This program is made possible by a partnership between Las Vegas and Motionloft, a private company that provides the sensor tech with an accompanying dashboard to make data they collect accessible and easy to interpret for public servants. Las Vegas CIO Michael Sherwood said the pilot with Motionloft’s tech started with four intersections and eight total sensors, and his department is currently in talks to expand it.
The data being provided by these sensors — which includes how many cars pass through intersections at certain times of day, when and how long cars idle at individual lights, and where in the city the most jaywalkers are scrambling through the roads, to name a few — is new data that the city was unable to collect in the past. Sherwood said the dashboard that conveys the collect info makes the nuanced and immense data that sensors collect easy to interpret.
“To me, it’s simple,” Sherwood said. “I’m a technologist and a futurist, I’m not a traffic analyst, but I can look at these reports. They’re easy to understand.”
The project is currently being used to gather info, and Sherwood has a host of ideas for how the info can influence life in Las Vegas, both for the city’s permanent residents as well as the scores of international visitors that regularly descend upon it. Potential uses include positioning increased police resources at intersections when traffic flow is highest, or placing natural barriers in areas where pedestrians most tend to illegally cross streets.
Sherwood and Las Vegas also envision the sensors’ data as being useful for attracting new business owners to the city, as it can be used to show entrepreneurs locations and times that traffic in certain areas is highest, thereby enticing them to invest in those places.
For its part, this is not the first public partnership that Motionloft has engaged in, said CEO Joyce Reitman. The business has so far deployed its tech in several cities, including New Orleans, where it has proved useful for redevelopment and reinvigoration. Reitman stressed that Las Vegas presents a unique opportunity for these sensors to contribute to city services.

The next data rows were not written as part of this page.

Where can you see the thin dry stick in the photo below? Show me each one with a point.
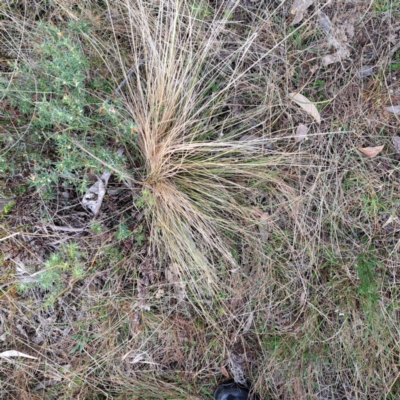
(130, 73)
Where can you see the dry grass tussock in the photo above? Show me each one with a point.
(197, 172)
(224, 246)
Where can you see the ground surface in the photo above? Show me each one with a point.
(315, 314)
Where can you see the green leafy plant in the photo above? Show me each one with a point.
(71, 130)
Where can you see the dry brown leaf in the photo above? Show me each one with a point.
(224, 372)
(298, 9)
(396, 143)
(371, 151)
(306, 105)
(393, 109)
(301, 133)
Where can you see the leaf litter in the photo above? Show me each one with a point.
(299, 7)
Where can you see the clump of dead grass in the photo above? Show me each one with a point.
(198, 168)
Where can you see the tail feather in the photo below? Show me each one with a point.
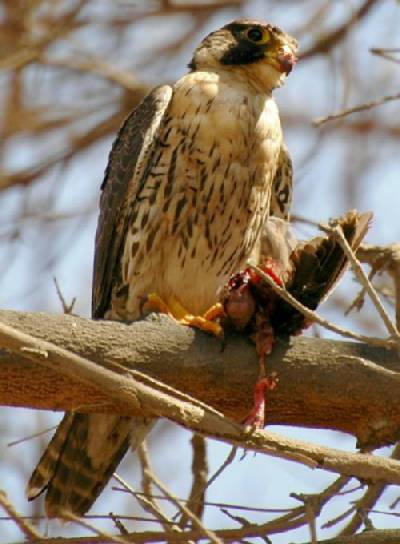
(46, 467)
(80, 459)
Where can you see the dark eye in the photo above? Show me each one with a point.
(255, 35)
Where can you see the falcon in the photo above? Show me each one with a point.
(193, 175)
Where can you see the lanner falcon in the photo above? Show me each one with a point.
(194, 173)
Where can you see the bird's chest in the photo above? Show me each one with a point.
(225, 154)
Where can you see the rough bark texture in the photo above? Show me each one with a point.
(344, 386)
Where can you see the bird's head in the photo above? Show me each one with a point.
(259, 51)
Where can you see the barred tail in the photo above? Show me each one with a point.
(81, 458)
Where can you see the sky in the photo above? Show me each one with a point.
(324, 188)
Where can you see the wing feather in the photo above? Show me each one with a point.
(122, 181)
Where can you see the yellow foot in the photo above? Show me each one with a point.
(174, 308)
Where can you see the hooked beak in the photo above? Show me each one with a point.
(286, 60)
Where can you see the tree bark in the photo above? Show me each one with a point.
(345, 386)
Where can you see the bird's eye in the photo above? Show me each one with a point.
(256, 35)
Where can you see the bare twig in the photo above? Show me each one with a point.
(314, 317)
(197, 523)
(25, 527)
(363, 278)
(361, 107)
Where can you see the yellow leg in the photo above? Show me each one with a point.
(174, 308)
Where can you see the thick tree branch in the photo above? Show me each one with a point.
(344, 386)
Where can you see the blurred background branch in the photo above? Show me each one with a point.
(70, 71)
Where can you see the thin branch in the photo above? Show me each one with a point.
(361, 107)
(197, 523)
(25, 527)
(363, 278)
(314, 317)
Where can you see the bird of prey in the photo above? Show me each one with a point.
(194, 173)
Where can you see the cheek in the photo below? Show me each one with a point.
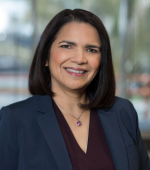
(56, 59)
(95, 63)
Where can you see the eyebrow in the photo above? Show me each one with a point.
(72, 43)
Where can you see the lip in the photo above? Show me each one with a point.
(78, 69)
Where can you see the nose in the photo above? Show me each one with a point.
(79, 57)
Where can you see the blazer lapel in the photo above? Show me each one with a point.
(114, 139)
(52, 133)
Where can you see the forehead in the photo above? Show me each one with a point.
(78, 31)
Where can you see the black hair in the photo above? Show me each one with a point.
(103, 85)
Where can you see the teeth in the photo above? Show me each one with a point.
(75, 71)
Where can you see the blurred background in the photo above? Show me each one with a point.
(127, 22)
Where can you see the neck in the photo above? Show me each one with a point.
(70, 99)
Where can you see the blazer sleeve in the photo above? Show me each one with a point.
(144, 159)
(8, 140)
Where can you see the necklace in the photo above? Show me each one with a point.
(78, 122)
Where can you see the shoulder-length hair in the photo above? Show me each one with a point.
(102, 86)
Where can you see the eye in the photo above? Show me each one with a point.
(66, 46)
(92, 50)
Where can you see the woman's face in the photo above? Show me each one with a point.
(75, 56)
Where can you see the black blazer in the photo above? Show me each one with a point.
(31, 139)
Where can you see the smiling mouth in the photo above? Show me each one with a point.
(75, 71)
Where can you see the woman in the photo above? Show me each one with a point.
(73, 121)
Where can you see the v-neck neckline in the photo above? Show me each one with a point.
(79, 127)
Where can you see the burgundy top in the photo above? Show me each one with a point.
(98, 156)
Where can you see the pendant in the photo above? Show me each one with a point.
(79, 123)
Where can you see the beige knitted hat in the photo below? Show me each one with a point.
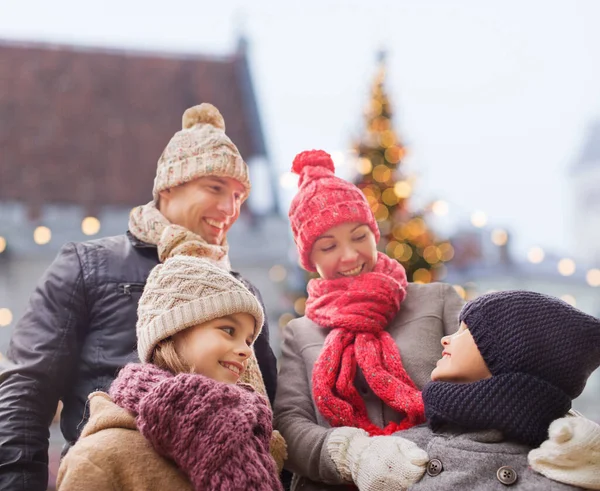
(185, 291)
(201, 148)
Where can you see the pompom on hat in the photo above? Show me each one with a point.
(200, 149)
(186, 291)
(323, 201)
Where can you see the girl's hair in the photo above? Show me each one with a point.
(166, 357)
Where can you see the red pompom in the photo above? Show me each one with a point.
(312, 158)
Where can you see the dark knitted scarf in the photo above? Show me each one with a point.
(357, 310)
(217, 434)
(519, 405)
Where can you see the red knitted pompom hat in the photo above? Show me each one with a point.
(323, 201)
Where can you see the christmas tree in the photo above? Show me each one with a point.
(405, 234)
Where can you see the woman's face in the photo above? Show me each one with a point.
(346, 250)
(461, 360)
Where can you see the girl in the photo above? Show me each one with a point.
(514, 366)
(365, 348)
(180, 420)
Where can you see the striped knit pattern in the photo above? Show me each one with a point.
(528, 332)
(186, 291)
(540, 352)
(200, 149)
(323, 201)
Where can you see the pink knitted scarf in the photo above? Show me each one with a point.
(357, 310)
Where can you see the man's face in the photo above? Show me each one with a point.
(207, 206)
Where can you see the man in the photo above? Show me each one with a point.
(79, 329)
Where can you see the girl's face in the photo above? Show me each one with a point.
(348, 249)
(219, 348)
(461, 360)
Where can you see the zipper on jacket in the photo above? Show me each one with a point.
(129, 288)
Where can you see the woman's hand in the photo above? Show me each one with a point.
(380, 463)
(571, 454)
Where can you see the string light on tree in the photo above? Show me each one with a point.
(566, 267)
(440, 208)
(479, 219)
(535, 255)
(499, 237)
(42, 235)
(405, 234)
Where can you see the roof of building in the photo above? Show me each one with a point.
(86, 126)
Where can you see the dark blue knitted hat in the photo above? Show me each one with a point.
(527, 332)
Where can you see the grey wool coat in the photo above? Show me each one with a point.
(476, 461)
(427, 313)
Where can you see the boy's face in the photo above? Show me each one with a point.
(461, 360)
(207, 206)
(345, 250)
(219, 348)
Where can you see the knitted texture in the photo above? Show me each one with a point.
(540, 352)
(527, 332)
(380, 463)
(149, 225)
(186, 291)
(358, 309)
(519, 405)
(200, 149)
(253, 377)
(323, 201)
(217, 434)
(571, 454)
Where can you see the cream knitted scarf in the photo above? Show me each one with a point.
(149, 225)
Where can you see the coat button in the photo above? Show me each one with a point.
(434, 467)
(506, 475)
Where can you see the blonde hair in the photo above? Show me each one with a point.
(166, 357)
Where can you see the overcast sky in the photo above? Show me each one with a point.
(492, 98)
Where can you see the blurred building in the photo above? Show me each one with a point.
(483, 260)
(81, 130)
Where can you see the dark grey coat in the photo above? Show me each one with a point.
(476, 461)
(428, 313)
(78, 331)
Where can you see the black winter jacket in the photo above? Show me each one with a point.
(78, 331)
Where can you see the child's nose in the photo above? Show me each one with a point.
(244, 351)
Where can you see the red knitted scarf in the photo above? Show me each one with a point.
(357, 310)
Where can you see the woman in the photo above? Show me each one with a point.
(369, 340)
(364, 350)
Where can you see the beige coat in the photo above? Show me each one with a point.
(112, 454)
(428, 313)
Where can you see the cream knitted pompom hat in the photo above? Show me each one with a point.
(200, 149)
(186, 291)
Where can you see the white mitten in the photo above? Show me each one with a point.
(379, 463)
(571, 454)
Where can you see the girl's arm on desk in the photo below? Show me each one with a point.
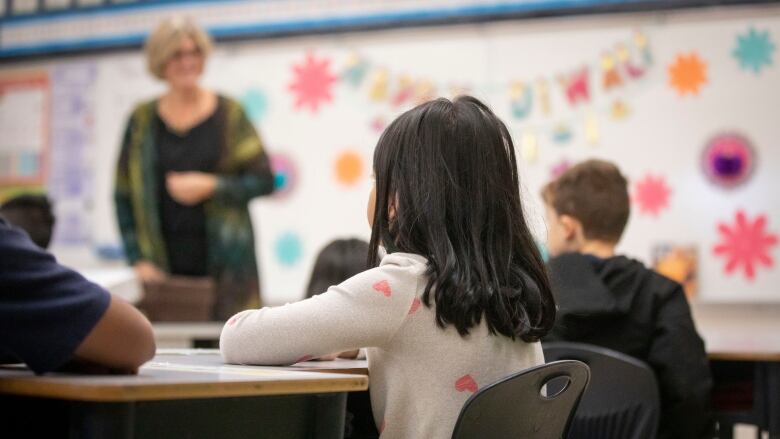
(364, 311)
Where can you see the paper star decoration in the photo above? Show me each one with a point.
(312, 83)
(745, 244)
(754, 50)
(687, 74)
(652, 195)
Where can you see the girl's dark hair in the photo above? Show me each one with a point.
(447, 188)
(337, 262)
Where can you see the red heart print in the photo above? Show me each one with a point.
(466, 382)
(415, 305)
(383, 287)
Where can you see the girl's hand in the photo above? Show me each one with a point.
(148, 272)
(190, 188)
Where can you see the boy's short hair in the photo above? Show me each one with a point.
(33, 214)
(596, 194)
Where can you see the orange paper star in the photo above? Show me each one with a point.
(687, 74)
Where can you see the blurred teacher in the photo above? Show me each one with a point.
(190, 163)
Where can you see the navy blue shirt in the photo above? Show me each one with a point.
(46, 310)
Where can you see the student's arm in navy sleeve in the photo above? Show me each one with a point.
(50, 315)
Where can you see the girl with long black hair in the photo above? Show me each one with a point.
(461, 297)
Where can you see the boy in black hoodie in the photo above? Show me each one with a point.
(615, 302)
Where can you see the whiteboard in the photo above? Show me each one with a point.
(663, 134)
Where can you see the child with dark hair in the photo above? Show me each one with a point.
(337, 262)
(33, 214)
(460, 300)
(613, 301)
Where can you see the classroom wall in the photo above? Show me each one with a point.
(685, 80)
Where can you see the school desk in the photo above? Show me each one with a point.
(186, 334)
(185, 400)
(762, 348)
(211, 357)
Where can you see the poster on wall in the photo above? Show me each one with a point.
(24, 103)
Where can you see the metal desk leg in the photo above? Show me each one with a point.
(329, 415)
(772, 374)
(102, 420)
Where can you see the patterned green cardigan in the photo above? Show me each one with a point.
(243, 172)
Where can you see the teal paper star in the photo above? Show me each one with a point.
(289, 249)
(754, 50)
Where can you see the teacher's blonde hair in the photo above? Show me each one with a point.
(166, 39)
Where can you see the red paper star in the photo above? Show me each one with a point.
(652, 195)
(745, 244)
(312, 83)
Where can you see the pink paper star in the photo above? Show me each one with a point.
(652, 195)
(312, 83)
(745, 244)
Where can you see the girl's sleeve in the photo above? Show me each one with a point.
(364, 311)
(122, 201)
(253, 176)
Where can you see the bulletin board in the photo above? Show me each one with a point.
(685, 102)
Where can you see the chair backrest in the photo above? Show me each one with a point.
(517, 406)
(622, 399)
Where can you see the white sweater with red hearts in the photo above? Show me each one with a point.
(420, 374)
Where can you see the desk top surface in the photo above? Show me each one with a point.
(179, 377)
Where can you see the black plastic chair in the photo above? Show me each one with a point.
(516, 407)
(622, 399)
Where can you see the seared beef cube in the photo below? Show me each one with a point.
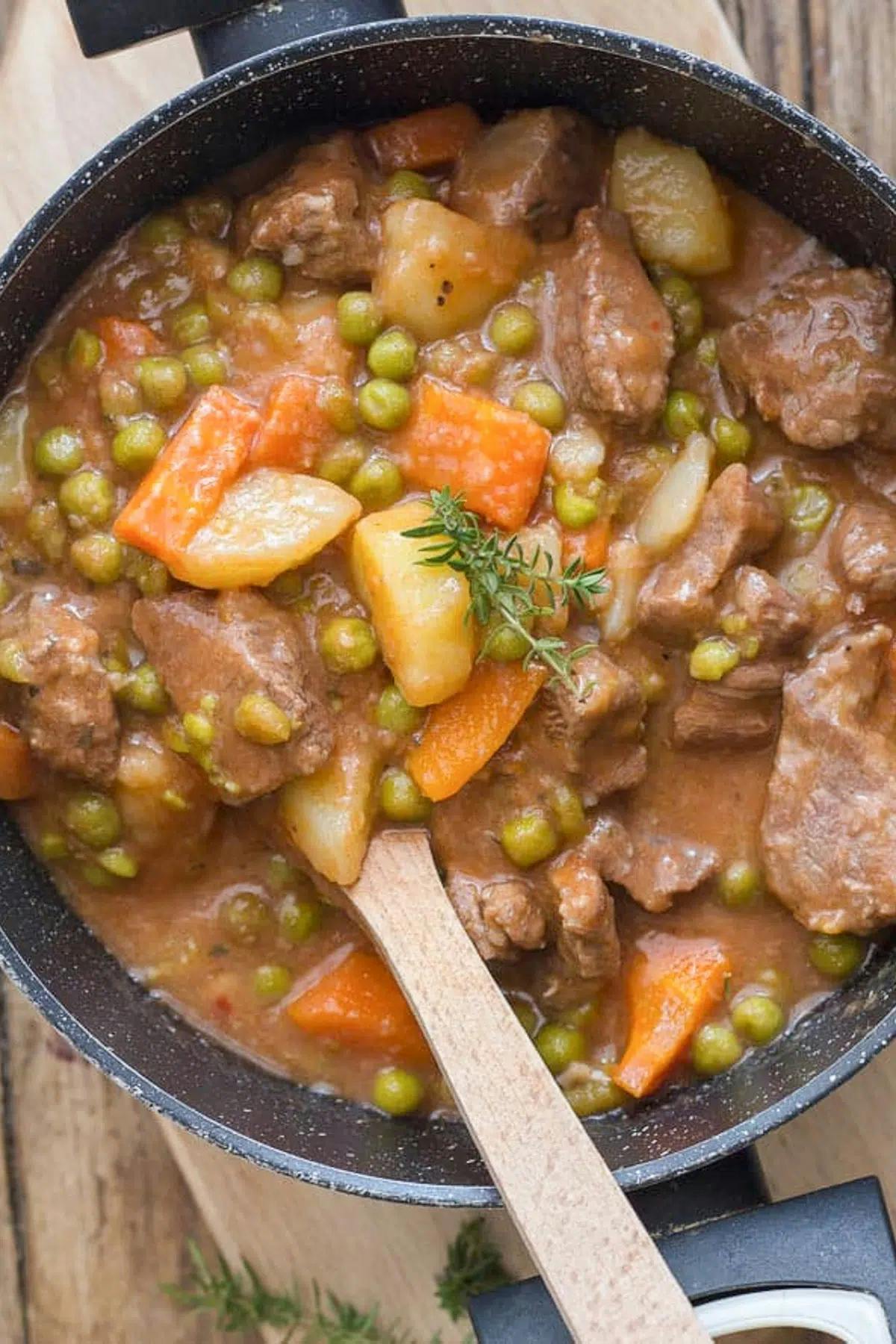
(228, 647)
(615, 336)
(534, 168)
(817, 356)
(736, 522)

“Las Vegas is a special place,” Reitman said. “It’s known worldwide, and what [Sherwood] and his team are doing is so forward-thinking. 'Smart' city is an oft-used word, but they’re putting their actions where it takes place.”
So far, Sherwood and his team have three main ways in which they plan to use the data: to reduce traffic safety; promote walkability; and increase the efficiency of city services that affect the streets, such as sanitation, maintenance and police. Sherwood emphasized, however, that there may soon be many other benefits to this tech.
“I’ve said several times: Data is the new oil, and what Motionloft does is not only drill the oil out of the ground, it refines it and allows us to make unique policy and business decisions based on that refined product,” Sherwood said.